A dishwashing machine controlled by the mechanical-electronic programmer, which consists of the mechanical programmer (17) controlling the water intake valve, and the electronic module (7) that controls the water meter (13) determining the amount of water passing through it, evaluates the signal from the said water meter (13) and controls the mechanical programmer (17) according to the said signal; characterized in that the water intake operation that is divided in the mechanical programmer (17) is divided into more than one step by means of a programme loaded in the microprocessor of the electronic module (7).

2. A dishwashing machine controlled by the mechanical-electronic programmer, which consists of the mechanical programmer (17) controlling the water intake valve, and the electronic module (7) that controls the water meter (13) determining the amount of water passing through it, evaluates the signal from the said water meter (13) and controls the mechanical programmer (17) according to the said signal, according to Claim 1, characterised in that the water intake operation and duration, being defined as a step in the mechanical programmer (17) is divided into more than one step, wherein different amounts of water are taken in with equal duration, by means of a programme loaded in the microprocessor of in the electronic module (7).

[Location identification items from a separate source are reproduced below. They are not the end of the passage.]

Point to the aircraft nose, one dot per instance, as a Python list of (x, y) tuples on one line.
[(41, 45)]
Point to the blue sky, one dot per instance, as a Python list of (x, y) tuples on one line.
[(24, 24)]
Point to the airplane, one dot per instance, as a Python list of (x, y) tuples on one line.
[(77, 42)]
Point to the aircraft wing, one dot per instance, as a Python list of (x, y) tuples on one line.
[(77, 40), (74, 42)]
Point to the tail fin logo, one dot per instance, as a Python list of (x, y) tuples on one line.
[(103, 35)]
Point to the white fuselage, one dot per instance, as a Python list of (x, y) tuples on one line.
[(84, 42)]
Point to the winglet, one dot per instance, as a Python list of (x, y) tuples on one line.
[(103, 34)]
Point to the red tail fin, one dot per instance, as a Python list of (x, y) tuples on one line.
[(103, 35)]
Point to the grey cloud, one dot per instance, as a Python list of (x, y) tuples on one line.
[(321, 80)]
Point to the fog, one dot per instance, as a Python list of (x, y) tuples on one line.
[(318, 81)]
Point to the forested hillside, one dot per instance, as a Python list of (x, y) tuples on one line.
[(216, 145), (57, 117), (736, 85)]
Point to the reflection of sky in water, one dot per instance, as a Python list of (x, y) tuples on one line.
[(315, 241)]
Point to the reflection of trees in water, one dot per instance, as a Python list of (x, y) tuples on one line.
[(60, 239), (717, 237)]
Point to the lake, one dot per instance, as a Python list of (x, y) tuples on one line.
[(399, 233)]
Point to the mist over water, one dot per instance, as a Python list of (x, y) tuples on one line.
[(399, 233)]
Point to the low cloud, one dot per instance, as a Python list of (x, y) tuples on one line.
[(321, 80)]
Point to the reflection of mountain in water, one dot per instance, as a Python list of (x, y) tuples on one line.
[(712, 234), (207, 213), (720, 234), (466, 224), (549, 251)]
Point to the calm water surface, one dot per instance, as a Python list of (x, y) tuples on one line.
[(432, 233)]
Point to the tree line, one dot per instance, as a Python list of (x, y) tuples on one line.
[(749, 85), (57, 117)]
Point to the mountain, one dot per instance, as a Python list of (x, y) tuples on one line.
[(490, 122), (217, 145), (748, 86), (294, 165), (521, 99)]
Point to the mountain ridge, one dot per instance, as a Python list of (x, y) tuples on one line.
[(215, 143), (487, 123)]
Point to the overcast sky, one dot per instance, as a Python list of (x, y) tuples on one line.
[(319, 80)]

3. A dishwashing machine controlled by the mechanical-electronic programmer, which consists of the mechanical programmer (17) controlling the water inlet valve (3), and the electronic module (7) that controls the water meter (13) determining the amount of water passing through it, evaluates the signal from the said water meter (13) and controls the mechanical programmer (17) according to the said signal, according to Claim 1, characterised in that the water intake operation and duration, being defined as a step in the mechanical programmer (17) is divided into more than one step, wherein different amounts of water are taken in with different duration, by means of a programme loaded in the microprocessor of in the electronic module (7).

4. A dishwashing machine controlled by the mechanical-electronic programmer, according to Claim 1-3, characterised by a mechanical memory that is formed by the following procedures so that, when a power interruption occurs and restores during the water intake process, "water intake" command is received from the mechanical programmer (17), that the electronic module (7) starts to re-evaluate the signal received from the water meter (13) by repeating the first water intake step, that at this step, the mechanical programmer (17) is at the position where it is driven by the electronic module (7) depending on the amount of water taken in before the power interruption and that the water intake process is completed by driving the mechanical programmer motor

(15) as much as the number of the divided steps.

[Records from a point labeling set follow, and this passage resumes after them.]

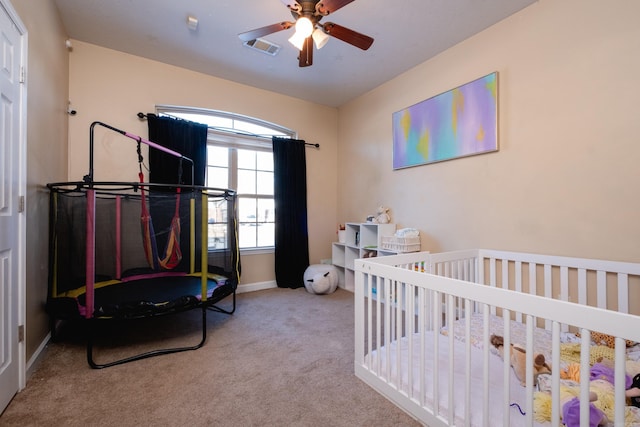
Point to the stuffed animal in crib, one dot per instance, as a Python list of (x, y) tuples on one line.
[(518, 360), (570, 404)]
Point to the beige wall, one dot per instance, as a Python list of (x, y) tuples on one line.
[(565, 180), (47, 89), (112, 87)]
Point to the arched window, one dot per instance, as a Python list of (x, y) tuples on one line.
[(239, 156)]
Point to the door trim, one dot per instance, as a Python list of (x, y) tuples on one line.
[(22, 189)]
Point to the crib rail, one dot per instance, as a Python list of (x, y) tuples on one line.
[(397, 303)]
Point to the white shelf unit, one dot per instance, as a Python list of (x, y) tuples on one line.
[(360, 239)]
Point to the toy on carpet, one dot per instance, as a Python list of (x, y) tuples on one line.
[(518, 360), (320, 279)]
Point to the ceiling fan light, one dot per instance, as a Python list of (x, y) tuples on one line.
[(297, 40), (304, 27), (320, 38)]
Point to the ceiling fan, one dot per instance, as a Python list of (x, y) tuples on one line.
[(307, 15)]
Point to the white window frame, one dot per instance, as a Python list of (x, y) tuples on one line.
[(234, 138)]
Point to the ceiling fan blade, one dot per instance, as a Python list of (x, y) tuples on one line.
[(263, 31), (329, 6), (306, 54), (349, 36), (291, 4)]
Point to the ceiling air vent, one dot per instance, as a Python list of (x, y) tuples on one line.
[(263, 46)]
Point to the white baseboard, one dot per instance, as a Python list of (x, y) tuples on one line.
[(35, 358), (258, 286)]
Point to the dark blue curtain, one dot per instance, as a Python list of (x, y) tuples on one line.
[(185, 137), (290, 197)]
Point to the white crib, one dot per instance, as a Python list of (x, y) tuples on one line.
[(423, 324)]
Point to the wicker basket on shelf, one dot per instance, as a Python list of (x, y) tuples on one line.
[(401, 244)]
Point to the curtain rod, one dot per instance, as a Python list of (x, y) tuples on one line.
[(143, 116)]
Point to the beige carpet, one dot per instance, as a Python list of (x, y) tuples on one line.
[(285, 358)]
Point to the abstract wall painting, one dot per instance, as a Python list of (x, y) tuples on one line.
[(458, 123)]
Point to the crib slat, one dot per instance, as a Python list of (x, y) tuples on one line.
[(555, 376), (530, 379), (602, 288), (436, 309), (584, 385), (518, 284), (467, 346), (450, 398), (506, 366), (548, 290), (421, 322), (564, 289), (619, 378), (623, 293), (582, 286), (485, 366)]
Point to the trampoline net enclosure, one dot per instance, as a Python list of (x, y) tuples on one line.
[(98, 230)]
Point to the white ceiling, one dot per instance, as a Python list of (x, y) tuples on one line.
[(406, 33)]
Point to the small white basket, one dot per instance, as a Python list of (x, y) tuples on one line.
[(401, 244)]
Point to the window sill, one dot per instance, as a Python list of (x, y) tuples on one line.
[(257, 251)]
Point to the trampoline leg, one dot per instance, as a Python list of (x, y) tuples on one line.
[(222, 310), (140, 356)]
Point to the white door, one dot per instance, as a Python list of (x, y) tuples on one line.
[(11, 220)]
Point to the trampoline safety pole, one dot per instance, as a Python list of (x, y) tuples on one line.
[(118, 237), (204, 245), (90, 253), (192, 235)]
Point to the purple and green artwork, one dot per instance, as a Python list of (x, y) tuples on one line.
[(457, 123)]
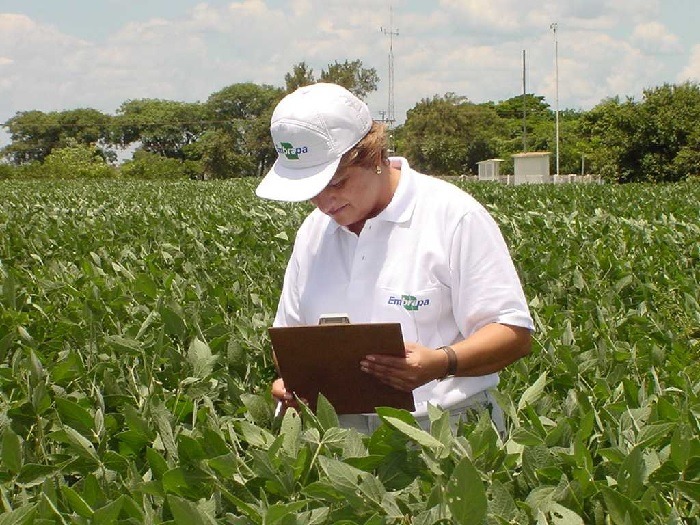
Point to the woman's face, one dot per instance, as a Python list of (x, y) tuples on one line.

5. A dishwashing machine controlled by the mechanical-electronic programmer, according to Claims 1-4, characterised in that the amount of water taken in during the first step of the divided water intake operation which is a step in the mechanical programmer (17), is less than the amount of water taken in during the other divided steps with the purpose of minimizing the amount of water that is absolutely required to be taken in by the mechanical programmer (17), when the power is restored after the interruption.

6. A dishwashing machine controlled by the mechanical-electronic programmer, according to Claims 1-5, characterised in that synchronisation is attained by means of the synchronisation cam (12) on the mechanical programmer and when the synchronisation access data change the status, as if there is a signal or not, the electronic module (7) drives the mechanical programmer (17) as much as the period determined for each step, and when the synchronisation access data change the status, it is perceived as if it is proceeded to the next step and driving process is completed.